Palo Alto Matters – Guest Commentary by Greer Stone / June 25, 2017
Santa Clara County Human Relations Commissioner, Chairman of the Santa Clara County Justice Review Committee, and former Chair of Palo Alto’s Human Relations Commission
In 2003 the world was a different place. A gallon of gas cost $1.79, a dozen eggs would run you $1.24, and the average price of a home in Palo Alto cost $1,179,000. The world had never heard of Barack Obama, and Donald Trump had not even begun his reality show, let alone his career in politics. Yes, much has changed, but unfortunately, the funding provided by the City of Palo Alto to help the most vulnerable members of our community has not.
The City of Palo Alto provides funding to various non-profit organizations serving our most needy through a source of funding called the Human Services Resource Allocation Process, better and more succinctly known as HSRAP. HSRAP is awarded to non-profit organizations on two-year funding cycles. These organizations submit their funding applications to the City’s Human Relations Commission who vets the initial applications, and makes funding recommendations to City Council for final approval.
Current HSRAP funding is stuck in a time warp. Today’s funding levels match that of 2003. In 2003, the total HSRAP budget was $444,862; the budget for the fiscal year 2017 was a shameful $448,012 and the proposed FY2018 adds a meager $11,201. How can a city that touts liberalism and inclusiveness, turn its back on those who need us most – our impoverished, infirmed, elderly, and children.
What defines us as Palo Altans is not the number of zeros in our bank account, but rather the set of values we hold as a community. Today, more than ever, we must support those who are serving the most vulnerable in our community. The nonprofit organizations serving those people need our help. They need additional funding, but our City has failed to provide meaningful increases to HSRAP. These magnanimous organizations help keep people off the streets, nourish our elderly, care for our mentally ill, provide counseling and aid to young people; and they do it at an incredible value. The least we can do is provide them with the funding they need.
There has been much debate lately over the need for more housing in Palo Alto, and the greater Bay Area. Housing advocates in Palo Alto tout social justice as a moral imperative for creating market rate housing. But there is no moral equivalency between market rate housing and providing shelter for the poor, care for the sick, or counseling for our children struggling for mental health.
Market rate housing means market rate prices; it creates opportunities for the rich to get richer, and for more people in the top 5 percent to move here. To rationalize its dominance of the City agenda on social justice grounds is a perversion of progressive values. And to do so while failing to support the most vulnerable among us is a travesty.
Palo Alto can, and should, provide meaningful opportunities for those who need our help the most. The Palo Alto City Council has already been provided with several different scenarios on how to best help our vulnerable residents by increasing funding to HSRAP. These scenarios range from tying annual increases in HSRAP funding to an index, such as the Consumer Price Index (CPI) to an immediate increase of HSRAP funding to $644,862. That increase would reflect a compounding 2.5 percent increase per year from the 2003 HSRAP funding levels. Alternatively, the City could institute annual increases over the next four years in order to bring HSRAP up to $644,300 by 2021. All these options have been presented to City Council, and yet rhetoric has seemed to win over action.
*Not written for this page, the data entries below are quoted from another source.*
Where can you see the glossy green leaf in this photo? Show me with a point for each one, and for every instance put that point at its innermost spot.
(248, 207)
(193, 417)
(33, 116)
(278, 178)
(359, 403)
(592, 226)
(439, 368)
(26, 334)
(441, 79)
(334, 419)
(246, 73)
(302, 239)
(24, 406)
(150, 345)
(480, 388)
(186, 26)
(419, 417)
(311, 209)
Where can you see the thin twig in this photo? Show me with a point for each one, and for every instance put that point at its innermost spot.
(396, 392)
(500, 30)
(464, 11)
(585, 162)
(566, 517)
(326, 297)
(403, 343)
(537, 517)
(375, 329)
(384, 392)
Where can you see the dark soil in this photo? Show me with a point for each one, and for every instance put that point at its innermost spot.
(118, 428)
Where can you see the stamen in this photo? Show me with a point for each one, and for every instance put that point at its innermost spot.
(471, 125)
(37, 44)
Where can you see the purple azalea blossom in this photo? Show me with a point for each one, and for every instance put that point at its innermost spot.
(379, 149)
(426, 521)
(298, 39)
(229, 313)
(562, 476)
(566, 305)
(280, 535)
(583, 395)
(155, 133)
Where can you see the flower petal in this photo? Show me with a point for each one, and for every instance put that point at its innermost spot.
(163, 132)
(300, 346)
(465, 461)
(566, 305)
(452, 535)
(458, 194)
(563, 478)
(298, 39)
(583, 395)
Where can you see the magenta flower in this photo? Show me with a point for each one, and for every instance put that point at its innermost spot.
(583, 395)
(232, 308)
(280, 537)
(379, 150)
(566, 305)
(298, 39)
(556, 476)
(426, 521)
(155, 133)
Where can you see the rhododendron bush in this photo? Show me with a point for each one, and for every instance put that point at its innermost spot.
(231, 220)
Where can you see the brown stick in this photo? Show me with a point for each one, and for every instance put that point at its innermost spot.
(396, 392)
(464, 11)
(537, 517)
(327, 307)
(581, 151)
The old adage rings true, “talk is cheap.” To those vulnerable communities we strive to protect, talk means nothing. Talk does not provide food or shelter. Lofty rhetoric does not save a child contemplating suicide. Strong words and idealism do not provide critical services for our elderly neighbors. It is action that in the end will save us all, and it is that call to action we must ask of our City Council in order to truly carry out our moral obligation of helping all Palo Altans, especially those least able help themselves.